> Is that not open enough for you?
I was trying to contrast with existing solutions—IRCCloud, for example, "solves" the problem of history search by effectively wrapping IRC into a proprietary web cloud service.
By an "open-ecosystem solution", I mean a solution that applies to anyone and everyone who uses the IRC protocol, rather than only for users of some specific client.
I'm not saying IRC isn't amenable to open-ecosystem solutions; I'm saying that nobody has (yet) tried to solve this problem in an open-ecosystem way.
> As opposed to...?
As opposed to network-operators being enabled to solve these problems for users of their networks.
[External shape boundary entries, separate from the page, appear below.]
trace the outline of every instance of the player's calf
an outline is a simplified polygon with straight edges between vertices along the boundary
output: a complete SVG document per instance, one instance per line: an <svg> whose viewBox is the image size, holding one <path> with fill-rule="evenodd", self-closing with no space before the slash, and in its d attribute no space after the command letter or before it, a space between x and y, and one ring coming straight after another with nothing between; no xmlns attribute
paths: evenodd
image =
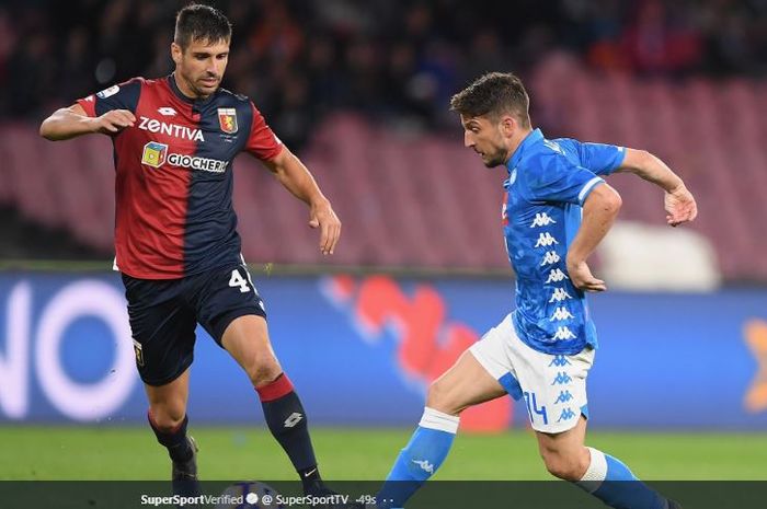
<svg viewBox="0 0 767 509"><path fill-rule="evenodd" d="M586 473L575 484L616 509L669 509L674 506L642 483L620 460L587 448Z"/></svg>
<svg viewBox="0 0 767 509"><path fill-rule="evenodd" d="M259 389L274 382L283 374L283 368L277 359L270 354L261 354L247 359L242 368L254 387Z"/></svg>
<svg viewBox="0 0 767 509"><path fill-rule="evenodd" d="M591 462L591 456L586 448L581 448L581 451L570 454L542 450L540 455L546 464L546 470L548 470L551 475L570 482L581 481L588 470Z"/></svg>

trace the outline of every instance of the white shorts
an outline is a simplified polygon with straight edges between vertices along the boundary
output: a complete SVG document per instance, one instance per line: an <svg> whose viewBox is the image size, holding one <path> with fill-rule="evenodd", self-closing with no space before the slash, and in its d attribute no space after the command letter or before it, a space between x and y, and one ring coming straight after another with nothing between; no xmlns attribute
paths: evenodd
<svg viewBox="0 0 767 509"><path fill-rule="evenodd" d="M514 331L512 315L491 328L469 351L515 400L525 398L536 431L560 433L588 417L586 375L594 349L574 356L534 350Z"/></svg>

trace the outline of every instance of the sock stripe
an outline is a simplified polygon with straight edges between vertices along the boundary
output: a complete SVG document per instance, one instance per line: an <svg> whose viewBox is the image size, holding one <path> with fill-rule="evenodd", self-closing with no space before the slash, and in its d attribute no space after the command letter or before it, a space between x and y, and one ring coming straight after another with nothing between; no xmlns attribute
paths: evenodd
<svg viewBox="0 0 767 509"><path fill-rule="evenodd" d="M445 414L444 412L435 410L434 408L425 407L419 426L427 429L436 429L456 435L458 432L458 424L460 418L455 415Z"/></svg>
<svg viewBox="0 0 767 509"><path fill-rule="evenodd" d="M281 397L290 394L294 390L293 382L287 378L287 374L281 373L274 382L267 383L261 387L255 387L262 403L273 402Z"/></svg>

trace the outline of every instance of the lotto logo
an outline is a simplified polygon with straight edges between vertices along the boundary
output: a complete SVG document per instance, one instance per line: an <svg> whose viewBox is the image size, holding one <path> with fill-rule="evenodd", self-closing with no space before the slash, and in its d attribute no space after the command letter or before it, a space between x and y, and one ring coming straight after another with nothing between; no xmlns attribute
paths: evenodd
<svg viewBox="0 0 767 509"><path fill-rule="evenodd" d="M285 423L283 423L283 425L286 428L293 428L298 423L300 423L302 418L304 418L304 416L301 414L299 414L298 412L294 412L293 414L290 414L290 417L285 419Z"/></svg>
<svg viewBox="0 0 767 509"><path fill-rule="evenodd" d="M168 146L164 143L158 143L157 141L150 141L144 146L144 153L141 154L141 163L147 166L160 167L165 162L168 157Z"/></svg>

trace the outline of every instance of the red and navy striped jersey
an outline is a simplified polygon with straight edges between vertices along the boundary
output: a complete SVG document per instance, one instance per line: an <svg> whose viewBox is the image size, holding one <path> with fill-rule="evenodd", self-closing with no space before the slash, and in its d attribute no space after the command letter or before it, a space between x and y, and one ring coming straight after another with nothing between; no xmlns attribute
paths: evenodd
<svg viewBox="0 0 767 509"><path fill-rule="evenodd" d="M192 100L171 74L136 78L78 104L93 117L112 109L136 116L112 137L121 271L175 279L241 261L232 160L243 150L271 160L283 149L248 97L219 89Z"/></svg>

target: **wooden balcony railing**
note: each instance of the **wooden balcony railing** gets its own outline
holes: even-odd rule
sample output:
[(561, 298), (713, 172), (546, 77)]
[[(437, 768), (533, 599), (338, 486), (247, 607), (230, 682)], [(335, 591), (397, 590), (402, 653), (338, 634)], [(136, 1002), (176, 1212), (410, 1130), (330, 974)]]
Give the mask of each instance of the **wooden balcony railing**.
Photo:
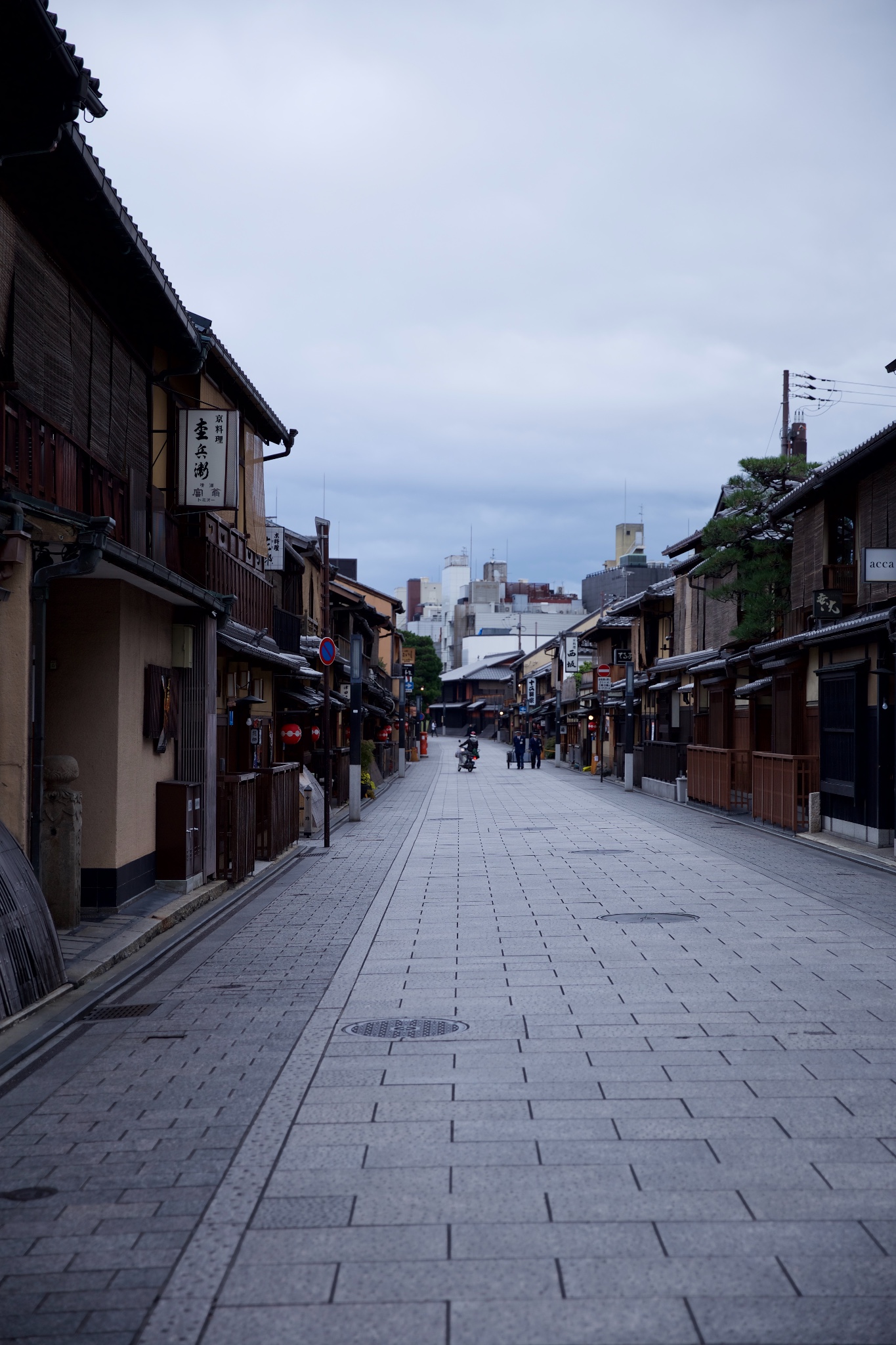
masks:
[(257, 859), (273, 859), (298, 841), (302, 826), (301, 773), (298, 761), (283, 761), (257, 772)]
[(317, 621), (304, 613), (286, 612), (282, 607), (274, 608), (273, 636), (281, 650), (287, 654), (301, 654), (301, 640), (305, 635), (317, 635)]
[(652, 780), (674, 784), (677, 776), (688, 773), (688, 744), (645, 742), (643, 773)]
[(688, 799), (725, 812), (750, 806), (750, 757), (746, 748), (688, 746)]
[(114, 518), (130, 546), (128, 483), (9, 393), (3, 399), (3, 484), (87, 516)]
[(255, 775), (218, 776), (218, 877), (242, 882), (255, 868)]
[(809, 795), (818, 790), (818, 757), (752, 755), (752, 815), (786, 827), (809, 829)]
[(844, 603), (856, 603), (856, 566), (853, 565), (825, 565), (825, 588), (840, 589)]
[(180, 514), (180, 560), (184, 574), (215, 593), (235, 593), (231, 616), (254, 631), (273, 631), (274, 586), (262, 557), (236, 529), (214, 514)]

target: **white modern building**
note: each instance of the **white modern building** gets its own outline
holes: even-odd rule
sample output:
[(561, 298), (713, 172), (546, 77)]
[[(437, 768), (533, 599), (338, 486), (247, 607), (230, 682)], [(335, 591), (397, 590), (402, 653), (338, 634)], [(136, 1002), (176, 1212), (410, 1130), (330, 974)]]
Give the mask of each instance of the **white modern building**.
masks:
[(449, 671), (454, 667), (454, 608), (461, 601), (461, 590), (470, 582), (470, 557), (466, 551), (459, 555), (446, 555), (442, 569), (442, 640), (439, 658), (442, 667)]

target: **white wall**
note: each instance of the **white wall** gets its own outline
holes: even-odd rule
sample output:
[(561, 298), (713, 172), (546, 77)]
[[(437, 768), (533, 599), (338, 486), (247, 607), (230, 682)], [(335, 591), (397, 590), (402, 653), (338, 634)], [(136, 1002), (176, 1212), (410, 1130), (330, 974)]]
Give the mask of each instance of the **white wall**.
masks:
[(517, 650), (523, 648), (527, 654), (537, 648), (541, 643), (541, 636), (536, 643), (535, 635), (523, 635), (517, 638), (514, 635), (465, 635), (463, 636), (463, 667), (467, 663), (477, 663), (480, 659), (486, 659), (492, 654), (514, 654)]

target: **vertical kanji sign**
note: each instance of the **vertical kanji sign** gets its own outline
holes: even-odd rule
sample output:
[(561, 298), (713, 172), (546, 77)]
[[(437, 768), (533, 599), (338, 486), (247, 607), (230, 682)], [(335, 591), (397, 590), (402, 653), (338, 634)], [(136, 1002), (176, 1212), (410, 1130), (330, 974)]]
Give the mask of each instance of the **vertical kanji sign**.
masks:
[(177, 412), (177, 503), (235, 510), (239, 502), (239, 412)]
[(283, 553), (286, 550), (285, 529), (282, 523), (267, 525), (267, 565), (266, 570), (283, 569)]

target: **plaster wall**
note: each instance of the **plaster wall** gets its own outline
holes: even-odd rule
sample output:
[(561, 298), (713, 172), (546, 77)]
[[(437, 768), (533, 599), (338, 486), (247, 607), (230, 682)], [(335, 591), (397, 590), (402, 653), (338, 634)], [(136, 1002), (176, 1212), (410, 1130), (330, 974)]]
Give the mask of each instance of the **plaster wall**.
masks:
[(28, 745), (31, 736), (31, 547), (3, 581), (0, 603), (0, 822), (28, 851)]
[(156, 783), (175, 777), (175, 746), (156, 756), (142, 736), (144, 667), (171, 664), (171, 625), (168, 603), (118, 580), (51, 586), (47, 753), (78, 761), (85, 869), (156, 849)]

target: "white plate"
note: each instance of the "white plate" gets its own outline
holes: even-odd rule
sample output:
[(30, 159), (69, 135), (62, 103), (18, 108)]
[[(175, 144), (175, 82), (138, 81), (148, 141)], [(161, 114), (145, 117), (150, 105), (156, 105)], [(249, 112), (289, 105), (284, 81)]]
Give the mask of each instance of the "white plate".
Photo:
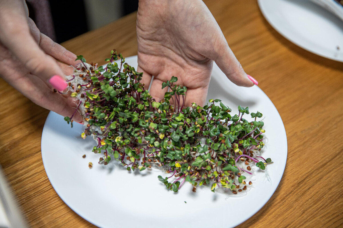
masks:
[[(126, 62), (137, 66), (137, 56)], [(42, 157), (55, 190), (76, 213), (102, 227), (227, 228), (244, 222), (267, 202), (282, 176), (287, 156), (285, 128), (277, 111), (259, 88), (236, 85), (215, 64), (208, 94), (209, 99), (221, 99), (234, 113), (238, 114), (234, 110), (240, 105), (248, 106), (250, 111), (260, 111), (265, 118), (268, 138), (262, 156), (274, 163), (265, 172), (257, 172), (254, 187), (236, 195), (241, 197), (228, 198), (205, 187), (193, 192), (188, 183), (175, 193), (158, 181), (157, 176), (165, 175), (160, 170), (132, 173), (112, 161), (99, 165), (99, 155), (91, 151), (95, 142), (80, 136), (82, 126), (75, 123), (71, 129), (62, 116), (50, 112), (43, 130)], [(92, 169), (89, 162), (94, 164)]]
[(258, 1), (267, 21), (285, 38), (312, 53), (343, 62), (343, 21), (338, 17), (308, 0)]

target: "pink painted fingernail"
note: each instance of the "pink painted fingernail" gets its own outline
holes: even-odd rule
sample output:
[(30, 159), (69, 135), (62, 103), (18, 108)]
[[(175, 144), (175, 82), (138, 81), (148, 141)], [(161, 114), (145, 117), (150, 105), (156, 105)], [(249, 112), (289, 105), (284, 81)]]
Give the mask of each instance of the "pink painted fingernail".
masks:
[(258, 82), (256, 79), (249, 75), (247, 75), (248, 76), (248, 78), (250, 79), (250, 81), (254, 83), (254, 84), (257, 85), (258, 84)]
[(54, 75), (49, 80), (51, 85), (58, 91), (63, 91), (68, 86), (66, 81), (58, 75)]

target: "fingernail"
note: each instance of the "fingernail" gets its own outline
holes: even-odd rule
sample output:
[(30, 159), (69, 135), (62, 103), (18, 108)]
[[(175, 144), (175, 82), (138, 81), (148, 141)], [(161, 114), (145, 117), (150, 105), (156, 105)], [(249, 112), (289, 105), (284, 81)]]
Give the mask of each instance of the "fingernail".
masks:
[(54, 75), (49, 80), (49, 82), (58, 91), (63, 91), (68, 86), (66, 81), (58, 75)]
[(258, 84), (258, 82), (256, 79), (249, 75), (247, 75), (248, 76), (248, 78), (250, 79), (250, 81), (254, 83), (254, 84), (257, 85)]

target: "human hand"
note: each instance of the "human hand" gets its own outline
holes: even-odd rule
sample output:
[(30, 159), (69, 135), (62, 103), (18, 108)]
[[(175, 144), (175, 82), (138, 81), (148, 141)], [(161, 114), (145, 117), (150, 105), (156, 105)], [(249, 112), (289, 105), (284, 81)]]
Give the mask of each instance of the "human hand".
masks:
[(186, 104), (203, 105), (212, 61), (235, 84), (245, 86), (257, 84), (244, 72), (215, 20), (200, 0), (141, 0), (137, 29), (138, 70), (144, 73), (141, 82), (146, 89), (154, 76), (150, 93), (157, 101), (167, 92), (167, 88), (161, 90), (162, 83), (174, 76), (178, 84), (187, 88)]
[[(52, 88), (67, 87), (64, 76), (76, 56), (40, 33), (26, 9), (24, 1), (0, 0), (0, 77), (37, 105), (70, 116), (76, 101)], [(78, 113), (73, 119), (82, 121)]]

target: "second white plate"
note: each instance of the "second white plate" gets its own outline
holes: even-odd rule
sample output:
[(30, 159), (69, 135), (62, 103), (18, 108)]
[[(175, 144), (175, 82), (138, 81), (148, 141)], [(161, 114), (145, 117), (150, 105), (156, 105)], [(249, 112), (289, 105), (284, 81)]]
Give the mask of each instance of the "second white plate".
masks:
[[(137, 59), (132, 56), (126, 62), (135, 67)], [(271, 158), (274, 163), (265, 171), (256, 172), (248, 192), (228, 197), (204, 187), (193, 192), (191, 185), (185, 183), (174, 193), (158, 181), (158, 175), (166, 175), (160, 170), (129, 172), (115, 161), (99, 165), (99, 155), (92, 152), (95, 142), (80, 136), (82, 126), (75, 123), (71, 129), (63, 117), (52, 112), (47, 119), (42, 139), (42, 157), (49, 180), (70, 208), (102, 227), (237, 226), (260, 210), (277, 187), (287, 159), (286, 133), (277, 111), (261, 89), (235, 85), (215, 64), (208, 98), (221, 99), (234, 114), (238, 114), (237, 107), (241, 105), (263, 115), (267, 142), (262, 156)], [(89, 162), (94, 164), (92, 169)]]
[(285, 38), (312, 53), (343, 62), (343, 21), (338, 17), (308, 0), (258, 1), (268, 22)]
Consider the contrast of POP3 vs. IMAP. In POP3, the tasks of "email storage" and "email search" are left to the user, and often they'll solve them badly (by e.g. setting up direct POP3 connections from several devices to one POP3 account, ending up with random emails living only on one or another device, whichever one happened to pull them.) In IMAP, by contrast, email storage and indexing happen on the IMAP server, and users don't need to worry about it. But, since the solution doesn't involve any proprietary services, users can still "take control" of the process if they want—in this case, by setting up their own IMAP server. They just don't have to do that.
> You're free to write and propose your own RFCs and extend IRC however you wish.
I think we're in violent agreement about that. My point was that nobody seems to want to do that for the IRC ecosystem vis-a-vis network-level message archiving.